È proprio così. Ma Francesco, e già prima san Giovanni Paolo II, ci hanno dato testimonianza di come la debolezza della carne sia una forza immensa: non abbiamo diritto di negare al Santo Padre ciò che appartiene alla nostra fragilità umana, e quindi anche a lui. Addirittura tutto questo diventa un fattore di testimonianza di amore verso la gente, «guardatemi, io sono con voi, come voi, in mezzo a voi e porto dentro di me la vostra stessa fatica». Non si tratta di mal comune mezzo gaudio, ma di una sinergia che passa: ognuno di noi dice «il Papa incarna la mia storia, io mi unisco alla sua sofferenza», e il Papa a sua volta ci dice «porto in me le stesse ferite vostre, Dio non mi esenta dalla malattia». La fede non esenta nessuno, anzi, la testimonianza massima è Gesù Cristo, il grande sofferente della storia, una sofferenza totalmente ingiusta. Allora noi accompagniamo la malattia di Francesco con uno spirito di comunione e solidarietà spirituale.

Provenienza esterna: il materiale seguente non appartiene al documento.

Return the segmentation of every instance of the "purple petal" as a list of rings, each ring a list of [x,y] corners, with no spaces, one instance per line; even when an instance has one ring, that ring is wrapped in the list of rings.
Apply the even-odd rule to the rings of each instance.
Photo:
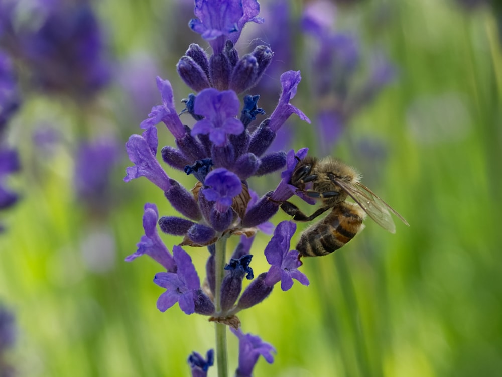
[[[221,128],[213,128],[209,133],[209,140],[214,145],[223,147],[226,144],[226,133]]]
[[[293,287],[293,279],[289,271],[281,270],[281,289],[287,291]]]
[[[265,284],[269,287],[273,286],[276,283],[280,281],[282,275],[282,270],[281,269],[281,268],[276,265],[272,265],[269,269],[267,276],[265,277]]]
[[[153,203],[145,204],[145,212],[143,214],[143,229],[145,234],[148,237],[152,237],[157,234],[157,224],[159,220],[159,211],[157,206]]]
[[[154,283],[163,288],[176,291],[183,285],[177,274],[173,272],[159,272],[154,277]]]
[[[200,281],[195,267],[192,263],[190,256],[179,246],[173,246],[173,255],[178,266],[178,276],[180,279],[185,284],[188,289],[200,288]]]
[[[180,305],[180,309],[183,310],[185,314],[195,313],[195,304],[193,302],[193,291],[187,291],[180,295],[178,303]]]
[[[145,177],[165,191],[171,187],[171,184],[169,177],[155,158],[156,132],[156,129],[151,127],[145,131],[142,136],[135,134],[129,137],[126,149],[129,159],[135,164],[135,166],[126,169],[127,175],[124,181],[129,182],[135,178]]]
[[[301,271],[298,270],[293,270],[292,271],[290,271],[290,273],[292,278],[296,279],[303,285],[308,285],[310,284],[308,278]]]
[[[178,302],[180,295],[175,291],[166,291],[157,299],[157,309],[163,313]]]
[[[213,123],[207,119],[199,120],[195,124],[190,132],[192,136],[199,134],[209,134],[213,128]]]
[[[279,102],[275,110],[270,116],[269,127],[274,131],[277,131],[288,119],[292,114],[296,114],[302,120],[310,123],[310,120],[302,111],[289,103],[290,100],[296,94],[296,89],[302,77],[300,71],[288,71],[281,75],[281,84],[282,92]]]
[[[220,92],[213,88],[202,90],[195,97],[194,112],[213,122],[225,120],[239,113],[240,102],[233,90]],[[220,124],[219,125],[221,125]]]
[[[238,119],[228,118],[221,127],[227,134],[238,135],[244,131],[244,124]]]

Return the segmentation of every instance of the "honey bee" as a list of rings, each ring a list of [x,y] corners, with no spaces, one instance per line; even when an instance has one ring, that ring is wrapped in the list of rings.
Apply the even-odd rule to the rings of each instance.
[[[362,230],[366,214],[391,233],[396,227],[389,211],[409,226],[407,221],[387,203],[359,182],[360,175],[341,161],[328,157],[307,157],[300,160],[290,184],[308,197],[319,199],[323,206],[307,216],[294,204],[286,201],[281,208],[298,221],[310,221],[331,209],[319,222],[300,235],[296,249],[304,257],[329,254],[343,246]],[[312,189],[307,184],[312,182]],[[355,203],[346,201],[350,197]]]

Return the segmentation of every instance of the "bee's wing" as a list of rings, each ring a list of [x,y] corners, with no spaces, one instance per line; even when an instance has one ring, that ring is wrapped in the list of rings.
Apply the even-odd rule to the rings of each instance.
[[[374,192],[362,183],[357,182],[348,185],[343,181],[337,180],[336,184],[341,187],[375,222],[391,233],[396,232],[389,210],[406,225],[408,222],[395,211],[389,204],[380,199]]]

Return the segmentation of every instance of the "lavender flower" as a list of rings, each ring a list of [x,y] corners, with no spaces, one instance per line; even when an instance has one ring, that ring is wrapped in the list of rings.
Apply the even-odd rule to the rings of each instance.
[[[260,4],[256,0],[196,0],[194,12],[198,18],[191,20],[189,26],[209,42],[215,55],[223,51],[227,40],[235,44],[247,23],[264,22],[258,17]]]
[[[317,104],[316,124],[324,136],[320,141],[324,154],[330,152],[342,130],[352,117],[374,98],[394,76],[394,70],[381,53],[369,67],[369,77],[359,87],[354,84],[354,73],[361,64],[357,37],[333,30],[336,9],[331,3],[310,3],[304,12],[302,25],[317,46],[310,65],[312,92]]]
[[[240,121],[234,117],[239,112],[239,99],[235,92],[219,92],[206,89],[197,96],[194,111],[204,118],[192,129],[192,135],[208,134],[214,145],[221,147],[227,143],[227,135],[239,135],[244,131]]]
[[[216,322],[217,334],[226,331],[222,325],[236,329],[240,340],[239,376],[250,375],[261,354],[271,362],[273,348],[257,337],[237,331],[240,320],[236,314],[265,299],[280,280],[283,289],[291,288],[293,278],[308,283],[298,271],[301,264],[297,259],[291,260],[295,253],[297,257],[298,252],[288,249],[295,228],[284,224],[276,229],[266,249],[272,265],[269,272],[255,279],[250,266],[252,256],[249,252],[255,236],[259,230],[271,232],[273,225],[268,220],[283,201],[296,193],[296,188],[289,181],[297,159],[303,158],[307,152],[304,149],[298,154],[293,150],[287,154],[284,151],[268,152],[268,149],[278,130],[292,114],[309,122],[290,103],[301,80],[299,72],[290,71],[281,76],[279,104],[271,116],[261,123],[255,123],[265,115],[258,104],[260,95],[246,95],[243,103],[239,101],[237,95],[254,87],[272,61],[273,53],[268,47],[258,46],[240,58],[234,47],[246,23],[262,22],[257,17],[259,11],[256,0],[196,1],[197,18],[190,26],[209,42],[213,53],[209,56],[192,44],[176,68],[182,79],[197,94],[184,97],[181,102],[185,108],[178,115],[170,83],[157,77],[162,104],[153,107],[141,123],[145,130],[143,134],[132,136],[126,144],[135,166],[127,168],[124,180],[147,177],[164,191],[173,208],[183,216],[164,216],[158,219],[163,232],[183,237],[179,245],[173,248],[171,259],[156,232],[156,207],[146,205],[145,235],[137,252],[127,260],[147,254],[167,269],[167,272],[158,273],[154,280],[166,290],[157,301],[161,311],[178,302],[187,314],[211,316],[209,320]],[[195,120],[191,129],[180,120],[187,115]],[[162,159],[169,166],[192,176],[195,181],[190,191],[170,178],[155,157],[156,127],[160,122],[172,134],[176,144],[162,148]],[[248,179],[281,171],[285,166],[276,189],[259,199],[249,188]],[[224,245],[232,235],[241,236],[241,240],[225,264]],[[185,245],[208,247],[207,277],[202,287],[190,256],[180,247]],[[253,281],[241,294],[244,277]],[[217,351],[219,346],[217,343]],[[194,353],[189,362],[193,375],[205,375],[212,364],[213,355],[208,353],[206,361]],[[219,364],[219,373],[222,367]]]
[[[0,210],[13,205],[18,200],[19,196],[8,189],[4,185],[6,177],[10,174],[20,169],[17,152],[13,149],[3,147],[0,145]],[[0,231],[2,228],[0,226]]]
[[[196,352],[192,352],[188,357],[192,377],[207,377],[209,367],[212,366],[214,363],[214,351],[212,349],[207,351],[205,359]]]
[[[126,258],[126,261],[131,262],[138,257],[146,254],[164,266],[168,272],[176,272],[176,262],[157,233],[158,220],[159,212],[157,206],[150,203],[146,203],[143,214],[145,235],[141,237],[137,244],[138,250],[136,252]]]
[[[310,120],[305,114],[289,103],[296,94],[296,89],[301,79],[300,71],[289,71],[281,75],[282,92],[279,98],[279,104],[270,116],[270,123],[269,124],[269,127],[273,131],[279,130],[292,114],[296,114],[301,119],[307,123],[310,122]]]
[[[141,136],[133,135],[130,137],[126,149],[130,159],[135,166],[126,170],[125,182],[146,177],[163,191],[169,189],[171,186],[169,177],[155,159],[158,144],[157,129],[155,127],[147,129]]]
[[[274,236],[265,248],[265,257],[271,265],[265,283],[269,286],[281,281],[281,289],[287,291],[293,286],[295,279],[304,285],[310,283],[308,279],[298,271],[302,263],[298,259],[299,253],[289,250],[290,241],[296,230],[296,224],[291,221],[279,223],[274,231]]]
[[[235,370],[236,377],[251,377],[260,356],[269,364],[274,362],[272,353],[275,353],[276,350],[272,345],[256,335],[244,334],[240,329],[230,330],[239,339],[239,365]]]
[[[0,140],[8,121],[17,111],[20,103],[12,63],[0,51]]]
[[[157,300],[157,308],[165,312],[177,302],[186,314],[211,314],[214,306],[200,289],[200,281],[192,259],[179,246],[173,248],[173,254],[177,266],[176,272],[159,272],[154,278],[154,283],[166,289]]]

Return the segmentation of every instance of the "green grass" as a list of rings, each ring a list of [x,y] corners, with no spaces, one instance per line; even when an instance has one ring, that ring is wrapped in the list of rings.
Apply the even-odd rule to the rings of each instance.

Viviamo in un’epoca che smania per la perfezione e scarta il debole…

Per questo la sua testimonianza diventa fortemente educativa, non è un libro nascosto in una biblioteca, è un libro consegnato alla meditazione di tutti. È importante che ci si rieduchi all’imperfezione e si abbandoni la tentazione del tutto bene, tutto perfetto, tutto sano, tutto esteticamente godibile, che non appartiene alla realtà. Dentro la fragilità c’è tutta la sapienza: la dignità della vita non sta nel tempo lungo, ma nel dono d’amore che noi siamo, creati da Dio per realizzare nel nostro tempo umano l’opera di salvezza e di grande speranza per la vita eterna.

Il 27 marzo 2020 durante il Covid in una piazza San Pietro lucida di pioggia e vuota un uomo solo, Francesco, pregava in ginocchio per tutti noi nascosti in casa. Oggi quello stesso uomo è solo, dentro un letto d’ospedale, e l’umanità, nella piazza del mondo, gli restituisce quella preghiera…

Condivido pienamente questa lettura: allora ci diede coraggio, ora diamo noi coraggio a lui! È una reciprocità umanissima. C’è un fratello malato, chiediamo al Signore che si compia sempre il suo disegno di amore.